I think maybe the coolest partnership we have right now is what ArtsAI is doing with enabling this real time monitoring. If you look at the offerings of companies like us in other media areas, they have pre-bid targeting and then post campaign monitoring and reporting. The pre-bid targeting piece is a little bit out of our control - we’re working on a big collaboration to make that happen - but the monitoring stuff, we can do that already. So what’s cool about the ArtsAI partnership is - sure we could go make our own pixel: but why, when we could just turn this on. The power of the partnership is, publishers can just decide that they want it, and they don’t have to do any coding. We can bill them monthly by CPM instead of charging them a subscription, which is also a huge change in their ability to do it. And then the other cool thing is it makes literally everybody look good. Part of the fear of the publishers was “oh my gosh we’re going to expose stuff”, and our whole argument was: “you know what you’re doing, we’re literally just proving that you know what you’re doing”. Fortunately, so far, those have been our results - we’ve gotten literally 99%, sometimes 99.9% alignment to set standards once we do the monitoring. We’ve got budgets committed from test to full because of the ability to have this auditing. We hope that it is confirming our thesis that people are able to invest more once they have this transparency.

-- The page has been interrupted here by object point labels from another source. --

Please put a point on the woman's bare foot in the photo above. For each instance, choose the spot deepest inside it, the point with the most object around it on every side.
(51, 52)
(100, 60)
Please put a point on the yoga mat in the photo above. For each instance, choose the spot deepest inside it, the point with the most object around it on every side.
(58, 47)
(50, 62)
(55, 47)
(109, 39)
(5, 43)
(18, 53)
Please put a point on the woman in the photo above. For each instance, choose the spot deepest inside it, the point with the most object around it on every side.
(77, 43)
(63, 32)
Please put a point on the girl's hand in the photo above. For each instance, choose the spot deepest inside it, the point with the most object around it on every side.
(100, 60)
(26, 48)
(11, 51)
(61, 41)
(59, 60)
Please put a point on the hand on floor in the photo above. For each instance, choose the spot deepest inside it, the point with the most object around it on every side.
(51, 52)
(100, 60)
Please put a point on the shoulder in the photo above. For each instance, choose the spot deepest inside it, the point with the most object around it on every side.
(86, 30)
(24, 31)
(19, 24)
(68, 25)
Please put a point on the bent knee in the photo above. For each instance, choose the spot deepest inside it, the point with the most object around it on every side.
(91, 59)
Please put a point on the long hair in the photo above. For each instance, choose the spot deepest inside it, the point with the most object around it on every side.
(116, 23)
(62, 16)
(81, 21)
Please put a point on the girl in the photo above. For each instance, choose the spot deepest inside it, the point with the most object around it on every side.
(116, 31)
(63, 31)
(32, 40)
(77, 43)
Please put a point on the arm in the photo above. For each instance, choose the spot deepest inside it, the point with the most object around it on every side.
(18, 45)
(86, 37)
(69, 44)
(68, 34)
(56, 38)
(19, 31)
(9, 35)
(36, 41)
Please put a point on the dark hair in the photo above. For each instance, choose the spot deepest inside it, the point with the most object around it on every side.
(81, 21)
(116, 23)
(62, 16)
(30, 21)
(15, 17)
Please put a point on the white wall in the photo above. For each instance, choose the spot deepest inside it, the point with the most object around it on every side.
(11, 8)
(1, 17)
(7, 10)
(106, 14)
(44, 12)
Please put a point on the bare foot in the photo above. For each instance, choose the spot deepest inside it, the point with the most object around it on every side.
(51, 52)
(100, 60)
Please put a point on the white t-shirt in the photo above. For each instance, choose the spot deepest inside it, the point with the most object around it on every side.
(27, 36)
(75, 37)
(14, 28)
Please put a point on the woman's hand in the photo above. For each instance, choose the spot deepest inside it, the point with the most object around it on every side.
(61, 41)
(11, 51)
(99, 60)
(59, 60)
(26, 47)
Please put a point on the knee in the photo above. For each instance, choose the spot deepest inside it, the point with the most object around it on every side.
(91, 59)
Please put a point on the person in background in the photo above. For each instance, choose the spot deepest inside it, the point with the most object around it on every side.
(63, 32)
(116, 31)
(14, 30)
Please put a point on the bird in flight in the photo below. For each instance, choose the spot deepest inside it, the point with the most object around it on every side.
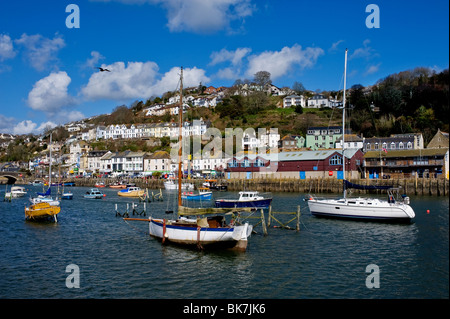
(103, 70)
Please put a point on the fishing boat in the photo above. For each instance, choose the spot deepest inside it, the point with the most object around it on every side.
(393, 209)
(171, 185)
(117, 185)
(132, 191)
(196, 227)
(214, 185)
(41, 211)
(251, 199)
(16, 192)
(46, 197)
(94, 193)
(203, 194)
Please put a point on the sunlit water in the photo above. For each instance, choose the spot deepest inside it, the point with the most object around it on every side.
(117, 259)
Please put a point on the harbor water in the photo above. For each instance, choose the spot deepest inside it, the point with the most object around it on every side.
(326, 259)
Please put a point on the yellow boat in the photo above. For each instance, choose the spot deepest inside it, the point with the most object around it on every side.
(131, 192)
(41, 211)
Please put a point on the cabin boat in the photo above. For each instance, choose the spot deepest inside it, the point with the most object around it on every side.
(16, 192)
(41, 211)
(246, 199)
(132, 191)
(203, 194)
(94, 193)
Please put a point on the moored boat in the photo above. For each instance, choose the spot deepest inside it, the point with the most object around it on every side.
(203, 194)
(133, 191)
(251, 199)
(94, 193)
(41, 211)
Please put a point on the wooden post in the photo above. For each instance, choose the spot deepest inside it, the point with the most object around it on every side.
(263, 222)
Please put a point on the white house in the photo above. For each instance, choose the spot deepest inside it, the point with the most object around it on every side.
(318, 101)
(294, 100)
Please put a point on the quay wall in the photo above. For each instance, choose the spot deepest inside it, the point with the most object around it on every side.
(419, 186)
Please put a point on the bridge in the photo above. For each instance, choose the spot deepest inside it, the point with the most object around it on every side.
(11, 177)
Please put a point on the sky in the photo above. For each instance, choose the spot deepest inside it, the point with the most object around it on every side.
(49, 49)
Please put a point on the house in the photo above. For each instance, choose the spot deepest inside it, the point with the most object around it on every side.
(440, 140)
(323, 137)
(406, 163)
(394, 142)
(318, 101)
(296, 164)
(294, 100)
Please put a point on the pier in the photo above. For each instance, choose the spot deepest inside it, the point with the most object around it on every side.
(409, 186)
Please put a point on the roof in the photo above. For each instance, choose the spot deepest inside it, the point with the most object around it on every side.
(407, 153)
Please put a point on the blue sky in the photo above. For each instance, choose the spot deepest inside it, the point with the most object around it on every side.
(48, 75)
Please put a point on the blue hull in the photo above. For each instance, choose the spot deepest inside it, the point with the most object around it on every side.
(260, 203)
(197, 197)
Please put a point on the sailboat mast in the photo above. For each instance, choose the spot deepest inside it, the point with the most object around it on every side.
(180, 137)
(343, 122)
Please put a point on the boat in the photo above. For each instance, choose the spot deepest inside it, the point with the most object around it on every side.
(191, 228)
(251, 199)
(118, 185)
(94, 193)
(393, 209)
(171, 185)
(16, 192)
(132, 191)
(203, 194)
(41, 211)
(214, 185)
(46, 197)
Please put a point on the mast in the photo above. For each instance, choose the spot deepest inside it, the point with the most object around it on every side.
(180, 137)
(343, 123)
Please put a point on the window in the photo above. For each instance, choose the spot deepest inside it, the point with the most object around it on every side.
(336, 160)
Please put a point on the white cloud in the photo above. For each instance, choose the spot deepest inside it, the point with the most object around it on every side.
(6, 48)
(41, 51)
(372, 69)
(365, 52)
(50, 94)
(137, 80)
(93, 61)
(280, 63)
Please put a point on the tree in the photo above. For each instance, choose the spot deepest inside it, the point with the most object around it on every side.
(262, 78)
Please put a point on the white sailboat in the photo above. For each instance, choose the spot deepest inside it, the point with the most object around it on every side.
(394, 209)
(199, 231)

JC: I came into this thinking - brand suitability: it’s a way for me to lose money. But from everything that you’ve been saying, brand suitability is actually a way for me to MAKE money, because otherwise buyers may not go anywhere near any of my stuff. So that’s really interesting.

TZ: Yeah, it’s really cool. And I think the targeting opportunity is also really huge. If you try to ask your network to not target your ads on terrorism content, they might laugh. “Of course we’re not going to target you on terrorism content!” But if you say that you’re going to pay 50 cents per CPM so that they do not target you on terrorism content… of course. It’s like insurance. Even if nothing happens, having that peace of mind for them is good. We think that in any targeting scenario the publisher should be incentivized via direct revenue share, because they have to feel like they’re winning. We’re not fighting the publisher - that would not make any sense. We have been investing a lot into our publisher relationships.

JC: What’s on your roadmap? What are you working on in the future?

TZ: We’re working on going beyond high risk, medium risk or low risk for brand suitability. We think that that’s too coarse . We want to be more nuanced than “high, medium, low”. That’s a really big push for us. The other big push is those real time workflows - so you will very soon be able to do real time targeting, which is super cool. I think it’s been really important that we waited this long, because we’ve been calibrating and understanding what the real expectation is. Then, finally towards the end of the year, we will be announcing our foreign language offerings: starting with German, Spanish and then Arabic.

JC: Finally, you work with AI, but how are you approaching Generative AI in podcasting?

TZ: My PhD is in generative AI and in large language models which is probably handy! Literally all I’m doing this year is reading about LLM. Basically the TL;DR of it is right now they are making stuff up - they’re little hallucinating monsters, not to be trusted, when using public data.

But recently there’s been a lot of infrastructure developments making open source models available, and infrastructure platforms like AWS let you add your own data in silos and then train them on your own information. That’s promising. We’re doing that.

It’s not really asking factual questions where the outcome is significant: that is for expert systems for now. It’s asking “why is the score high risk?” and being able to have access to all of our data and an understanding of the methodology and be able to make a human response that says it’s high risk and adult content because it talks about this this and that in this type of context with this tone.

JC: Thank you so much for your time.